We offer some tips on working with speech in Studio One.
Podcasts, radio drama, audiobooks, news stories... there is a lot of audio‑only work around today that focuses on the spoken word. Working with narration is different from dealing with sung vocals, but Studio One is well equipped. There are a few tasks, such as noise removal, that may require third‑party plug‑ins, but Studio One’s bundled processors are adequate for handling pretty much everything else.
This month I will give some tips to help you get great narration tracks for your projects. There can be a lot of variation in the nature of projects, the narrator’s voice, the recording equipment and the recording environment, so no hint can fit all situations. As always, the quality of the raw recordings is key to the final result, but that discussion is beyond the scope of this little column. That qualification made, let’s talk.
It is exceedingly rare for a narration track to get used without edits, and one sometimes encounters level and tone changes across the narration in a project. Cutting narration into chunks facilitates handling both of these circumstances, but longer chunks make a better jumping‑off point than events of only half a sentence.
The Strip Silence command is one quick way to cut up narration. Set the Minimum length parameter to 1 second, the longest value available. Use generous Pre‑roll and Post‑roll settings; I’ve often used 500ms or more. Shorter values can cut off quiet details, such as the end of a ‘t’ sound after the main transient, that are more noticeable in narration than in a sung vocal with a band.
After chopping, delete events that are obviously undesirable noises: paper rattling, throat‑clearing and so on. Insert basic high‑pass filtering with Pro EQ or Fat Channel to get rid of thumps and excessive proximity effect, and use low‑pass filtering to reduce fan noise and other high‑frequency garbage if present. You don’t generally need bandwidth up to 20kHz for the spoken word.
The actual process of editing the wanted audio into a coherent narration can be a huge task. Turn Snap off for greater precision in making edit cuts. Double‑click at the edit point to split an event. Select the narration track and press Command (Ctrl on Windows)+Shift+A to select all events on the narration track, then drag at the beginning and the end of any selected event to create top and tail fades on all events.
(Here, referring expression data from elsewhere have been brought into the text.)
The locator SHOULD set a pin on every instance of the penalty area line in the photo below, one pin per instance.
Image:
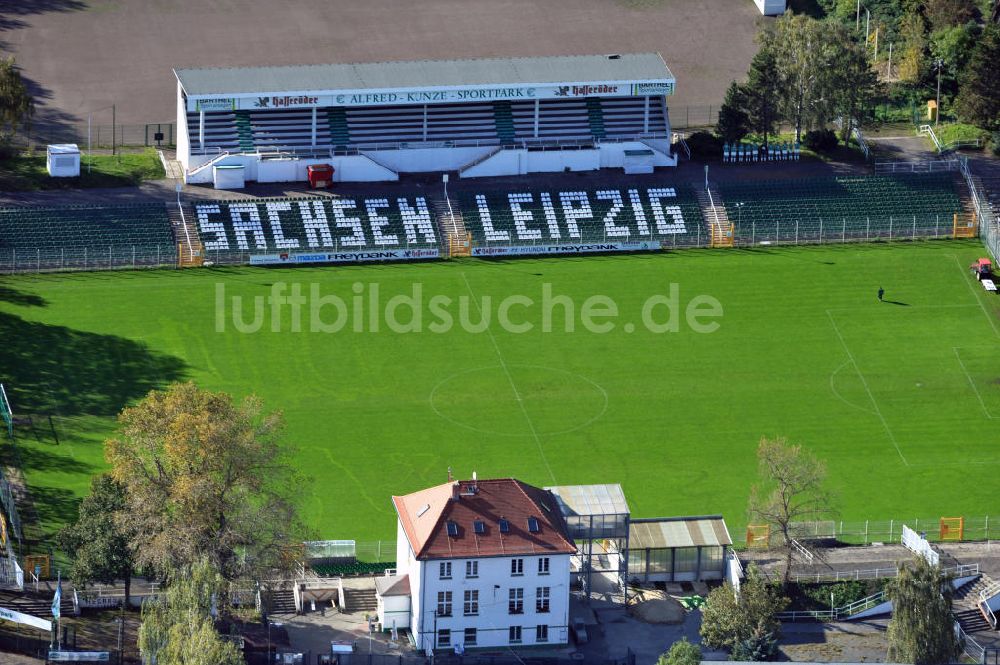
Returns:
(972, 383)
(513, 386)
(864, 382)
Note that fades will already exist on events created using Strip Silence with pre‑roll and post‑roll. I find exponential fade shapes most often sound the best on speech.
If your desired edit point sounds rough, try moving the edit point a word or two before or after. Save a new version whenever you’ve done a tricky edit, or enough edits that you’d be upset to lose them. Give the version a useful name that squeezes in enough information for you to figure out later why you saved it. Consider smoothing edits by adding some small room ambience on the narration track or adding room tone between edited events.
The importance of timing and pacing in narration cannot be overstated. Shifting a phrase or sentence by a small amount can make a noticeable difference in the flow, and getting this right means repeatedly auditioning a small section while sliding an event earlier or later. A nudge function is the most efficient method for this, but Studio One’s nudge function is based on musical values, not absolute time, which presents a few issues. The biggest is the impact of tempo. If you only have narration in your session, you can set the tempo to its maximum of 400bpm for the finest nudge resolution. You won’t have this flexibility if there are music or sound design tracks in the same Song document, when changing the tempo will cause obvious problems!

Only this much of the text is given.